Is my intuition correct?
I have read a lot of slides and sick of math notation at this point. It does not help. I need something that in plain English explains the difference between Backward and Forward algorithms.
Can you provide a short explanation how is Backward algorithm done?
Assume the following small HMM and the results of Forward algorithm for "BB" sequence below:
START -> 1
H: 0.5 * 0.8 = 0.4
L: 0.5 * 0.6 = 0.3
1 -> 2
H: 0.4 * 0.2 * 0.8 + 0.3 * 0.6 * 0.8 = 0.208
L: 0.4 * 0.8 * 0.6 + 0.3 * 0.4 * 0.6 = 0.264
2 -> END
END: 0.208 * 0.3 + 0.264 * 0.7 = 0.2472
Best Answer
Looks like your observation sequence is B,B. Let's denote the observation at time $t$ as $z_t$ and hidden state at time $t$ as $x_t$. If we denote $\alpha_t(i)$ as the forward values and $\beta_t(i)$ as the backward values, ($i$ is one of the possible hidden states)
$\alpha_t(i)=P(x_t=i,z_{1:t})$
This means $\alpha_t(i)$ is the probability of arriving to state $i$ at time $t$ emitting the observations up to time $t$. Then,
$\beta_t(i) = P(z_{t+1:T}\mid x_t=i)$ which is the probability of emitting the remaining sequence from $t+1$ until the end of time after being at hidden state $i$ at time $t$.

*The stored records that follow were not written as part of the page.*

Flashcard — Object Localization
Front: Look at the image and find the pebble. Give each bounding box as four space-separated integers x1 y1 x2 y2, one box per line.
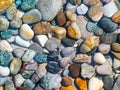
22 49 35 62
68 22 81 39
20 24 34 40
6 4 17 20
0 40 13 52
77 4 88 15
0 16 9 31
100 18 118 33
37 0 62 21
52 27 67 40
88 4 103 21
69 64 80 78
103 76 113 90
33 22 52 34
98 43 111 54
88 77 104 90
22 9 42 24
93 52 106 64
103 1 118 18
81 63 95 78
0 66 10 77
39 73 62 90
75 78 88 90
45 37 60 51
10 58 22 74
15 36 30 47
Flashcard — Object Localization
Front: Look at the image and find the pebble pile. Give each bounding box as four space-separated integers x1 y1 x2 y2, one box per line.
0 0 120 90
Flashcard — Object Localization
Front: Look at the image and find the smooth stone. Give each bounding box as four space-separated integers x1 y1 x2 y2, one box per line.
13 48 25 58
46 61 61 74
0 50 11 67
10 17 22 28
33 22 52 34
88 4 103 21
10 58 22 74
68 22 81 39
35 35 48 47
77 4 88 15
77 16 93 39
65 11 77 22
0 40 13 52
111 43 120 52
0 16 9 31
69 64 80 78
81 63 95 78
22 9 42 24
88 77 104 90
98 43 111 54
73 54 91 63
100 18 118 33
33 52 47 64
56 11 66 26
60 57 71 68
75 78 88 90
45 37 60 51
22 49 35 62
20 0 39 11
102 76 114 90
52 27 67 40
5 79 16 90
23 79 35 90
39 73 62 90
96 61 112 75
14 74 26 87
19 24 34 40
93 52 106 64
112 76 120 90
0 66 10 77
15 36 30 48
111 51 120 59
80 36 100 53
61 47 76 59
37 0 62 21
61 76 72 87
103 1 118 18
29 43 42 52
100 33 117 44
6 4 17 20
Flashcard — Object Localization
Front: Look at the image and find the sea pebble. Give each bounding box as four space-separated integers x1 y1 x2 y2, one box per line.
93 52 106 64
98 43 111 54
0 16 9 31
6 4 17 20
68 22 81 39
35 35 48 47
103 1 118 18
0 40 13 52
81 63 95 78
10 58 22 74
33 22 52 34
88 4 103 21
22 9 42 24
39 73 62 90
15 36 30 47
0 66 10 77
22 49 35 62
69 64 80 78
88 77 104 90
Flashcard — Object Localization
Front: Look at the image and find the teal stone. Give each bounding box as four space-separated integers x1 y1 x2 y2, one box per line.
0 50 10 67
0 30 12 39
20 0 39 11
34 52 47 64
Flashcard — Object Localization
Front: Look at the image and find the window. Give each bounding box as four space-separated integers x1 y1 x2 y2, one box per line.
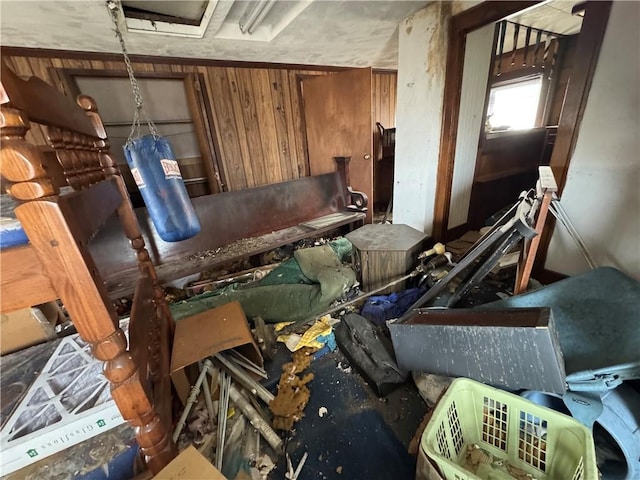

To do the recursion on $\beta_t(i)$ we can write,
$P(z_{t+1:T}\mid x_t=i)=\sum\limits_jP(x_{t+1}=j,z_{t+1:T}\mid x_{t}=i)$
Using chain rule, $P(x_{t+1}=j,z_{t+1:T}\mid x_{t}=i) = P(z_{t+2:T},z_{t+1},x_{t+1}=j\mid x_{t}=i)\\ =P(z_{t+2:T}\mid z_{t+1},x_{t+1}=j, x_{t}=i)P(z_{t+1}\mid x_{t+1}=j, x_{t}=i)P(x_{t+1}=j\mid x_{t}=i)$
From conditional independencies of HMM the above probabilities simplifies to $P(z_{t+2:T}\mid x_{t+1}=j)P(z_{t+1}\mid x_{t+1}=j)P(x_{t+1}=j\mid x_{t}=i)$
Note that $P(z_{t+2:T}\mid x_{t+1}=j) =\beta_{t+1}(j) $ from our definition.
Substituting to $P(z_{t+1:T}\mid x_t=i)$ we get,
$\beta_t(i) = P(z_{t+1:T}\mid x_t=i) = \sum\limits_j \beta_{t+1}(j)P(z_{t+1}\mid x_{t+1}=j)P(x_{t+1}=j\mid x_t=i)$
Now you have a recursion for beta. Last two terms of the last equation you know from your model. Here starting from end of the chain (T) we go backward calculating all $\beta_t$, hence the backward algorithm. In forward you have to start from the beginning and you go to the end of chain.
In your model you have to initialize $\beta_T(i) = P(\emptyset \mid x_T=i)=1$ for all $i$. This is the probability of not emitting observations after $T=2$.